The gap is explained mainly by add-on revenue, which grew 70.4% year over year. Add-ons let existing members pay to receive extra items, lifting average revenue per subscriber even when net member counts rise slowly. Resale and reserve rentals add further revenue beyond the core subscription base.
What is revenue-share inventory and why does it matter?
Under revenue share, a brand supplies a garment and splits the rental income with Rent the Runway, rather than the company buying the item outright. It is capital light and widens the catalog, but it compresses the margin on each rental. A rising share of this inventory is the main reason the company guided to lower adjusted EBITDA margins this year.
Did Rent the Runway raise its full year guidance?
No. Despite the first quarter beat, the company reaffirmed rather than raised its full year outlook. It expects double digit revenue growth for fiscal 2026 and adjusted EBITDA of roughly 4% to 7% of revenue, down from about 7.5% in the prior year.
Is Rent the Runway profitable?
Not on a net basis. The company reported a net loss of about $18.9 million for the quarter, though that was an improvement from a loss of roughly $26.1 million a year earlier. Losses are narrowing, but consistent net profitability has not yet arrived.
How does Rent the Runway compare with resale companies?
Rent the Runway is a rental platform that owns or co-owns inventory, so it carries higher inventory risk than peer to peer resale marketplaces such as Poshmark or Depop, where sellers hold the stock.
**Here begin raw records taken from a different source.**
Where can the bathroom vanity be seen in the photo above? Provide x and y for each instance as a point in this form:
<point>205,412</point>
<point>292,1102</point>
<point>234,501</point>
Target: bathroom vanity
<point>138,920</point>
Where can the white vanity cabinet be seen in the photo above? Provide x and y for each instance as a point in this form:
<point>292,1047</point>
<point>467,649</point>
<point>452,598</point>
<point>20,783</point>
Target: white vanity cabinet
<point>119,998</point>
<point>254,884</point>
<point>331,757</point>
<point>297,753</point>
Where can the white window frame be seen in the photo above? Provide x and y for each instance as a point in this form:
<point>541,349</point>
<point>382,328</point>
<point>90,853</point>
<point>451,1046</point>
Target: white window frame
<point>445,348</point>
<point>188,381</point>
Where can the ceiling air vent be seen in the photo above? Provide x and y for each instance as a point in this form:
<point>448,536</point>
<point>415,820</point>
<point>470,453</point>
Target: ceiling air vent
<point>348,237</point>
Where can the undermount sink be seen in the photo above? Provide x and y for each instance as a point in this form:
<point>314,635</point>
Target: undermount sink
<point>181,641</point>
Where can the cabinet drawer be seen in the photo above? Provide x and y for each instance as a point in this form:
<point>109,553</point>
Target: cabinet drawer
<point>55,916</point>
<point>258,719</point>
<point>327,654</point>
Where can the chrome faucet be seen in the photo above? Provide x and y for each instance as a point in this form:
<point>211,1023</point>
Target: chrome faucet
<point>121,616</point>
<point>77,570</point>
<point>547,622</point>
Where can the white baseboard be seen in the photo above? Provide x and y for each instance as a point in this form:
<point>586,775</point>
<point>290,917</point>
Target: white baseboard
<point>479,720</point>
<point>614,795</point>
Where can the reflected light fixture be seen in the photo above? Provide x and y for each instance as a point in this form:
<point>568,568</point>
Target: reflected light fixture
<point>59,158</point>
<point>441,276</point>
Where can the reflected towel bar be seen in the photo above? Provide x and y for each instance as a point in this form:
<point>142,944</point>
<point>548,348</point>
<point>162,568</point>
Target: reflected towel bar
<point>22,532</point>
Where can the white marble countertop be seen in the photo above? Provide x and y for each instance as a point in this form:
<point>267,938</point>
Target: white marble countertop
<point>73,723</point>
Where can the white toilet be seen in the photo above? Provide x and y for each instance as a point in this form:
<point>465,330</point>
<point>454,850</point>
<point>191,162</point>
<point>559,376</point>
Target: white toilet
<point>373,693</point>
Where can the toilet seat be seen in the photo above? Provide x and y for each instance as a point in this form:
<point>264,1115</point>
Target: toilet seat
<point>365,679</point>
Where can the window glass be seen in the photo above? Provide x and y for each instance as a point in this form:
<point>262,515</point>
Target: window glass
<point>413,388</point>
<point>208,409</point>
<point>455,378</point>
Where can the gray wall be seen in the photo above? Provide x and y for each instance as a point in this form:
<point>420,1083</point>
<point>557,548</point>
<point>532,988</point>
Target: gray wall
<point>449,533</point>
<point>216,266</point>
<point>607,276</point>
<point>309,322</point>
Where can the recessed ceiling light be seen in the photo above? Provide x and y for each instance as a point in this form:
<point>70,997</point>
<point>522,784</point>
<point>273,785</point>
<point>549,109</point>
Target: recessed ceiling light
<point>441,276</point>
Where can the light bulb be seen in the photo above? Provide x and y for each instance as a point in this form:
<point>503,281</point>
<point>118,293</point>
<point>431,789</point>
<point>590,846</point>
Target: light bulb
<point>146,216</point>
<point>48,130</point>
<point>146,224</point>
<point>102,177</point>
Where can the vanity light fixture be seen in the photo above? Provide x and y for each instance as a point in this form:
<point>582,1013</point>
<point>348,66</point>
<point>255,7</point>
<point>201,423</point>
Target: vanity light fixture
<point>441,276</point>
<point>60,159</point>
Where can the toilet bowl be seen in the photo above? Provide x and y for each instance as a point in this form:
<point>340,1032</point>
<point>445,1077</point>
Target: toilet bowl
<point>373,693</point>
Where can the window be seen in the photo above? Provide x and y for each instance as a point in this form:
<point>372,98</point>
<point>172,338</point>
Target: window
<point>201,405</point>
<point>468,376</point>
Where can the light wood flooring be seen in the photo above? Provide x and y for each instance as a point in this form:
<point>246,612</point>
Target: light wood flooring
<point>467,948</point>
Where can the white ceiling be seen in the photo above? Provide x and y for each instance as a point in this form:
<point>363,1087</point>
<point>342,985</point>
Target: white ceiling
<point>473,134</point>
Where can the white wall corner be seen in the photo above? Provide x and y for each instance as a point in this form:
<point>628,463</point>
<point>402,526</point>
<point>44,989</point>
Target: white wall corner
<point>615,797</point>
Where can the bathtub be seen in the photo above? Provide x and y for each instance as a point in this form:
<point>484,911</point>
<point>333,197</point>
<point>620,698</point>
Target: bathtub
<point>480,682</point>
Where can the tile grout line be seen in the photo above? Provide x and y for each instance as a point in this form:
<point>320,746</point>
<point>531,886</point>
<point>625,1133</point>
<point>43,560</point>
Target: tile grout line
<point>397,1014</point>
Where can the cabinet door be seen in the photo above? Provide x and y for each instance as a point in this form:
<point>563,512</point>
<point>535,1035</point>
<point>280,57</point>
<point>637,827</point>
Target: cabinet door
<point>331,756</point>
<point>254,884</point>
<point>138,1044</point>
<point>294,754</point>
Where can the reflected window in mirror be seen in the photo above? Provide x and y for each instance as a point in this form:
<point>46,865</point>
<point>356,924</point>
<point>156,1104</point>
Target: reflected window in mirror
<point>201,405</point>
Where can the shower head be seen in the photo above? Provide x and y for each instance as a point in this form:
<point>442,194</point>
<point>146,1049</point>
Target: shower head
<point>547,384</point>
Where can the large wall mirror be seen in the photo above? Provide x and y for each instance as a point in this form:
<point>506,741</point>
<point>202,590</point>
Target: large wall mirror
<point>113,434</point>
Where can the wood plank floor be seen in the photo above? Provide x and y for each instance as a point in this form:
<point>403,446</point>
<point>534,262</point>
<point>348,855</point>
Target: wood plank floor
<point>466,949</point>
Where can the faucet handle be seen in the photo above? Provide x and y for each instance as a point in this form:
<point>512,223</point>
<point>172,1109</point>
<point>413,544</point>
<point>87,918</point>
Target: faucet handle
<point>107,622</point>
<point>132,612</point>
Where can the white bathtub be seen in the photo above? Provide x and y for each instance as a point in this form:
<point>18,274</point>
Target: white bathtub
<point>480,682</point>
Managed resale players such as ThredUp and The RealReal sit in between, handling consignment and some owned inventory.
What should investors watch in the next two quarters?
Three things: the search for a permanent chief executive, whether the fast growing add-on and resale lines hold their pace, and whether adjusted EBITDA margins stabilize within the guided range. Together these will show whether the revenue share growth strategy is creating durable value or simply trading margin for sales.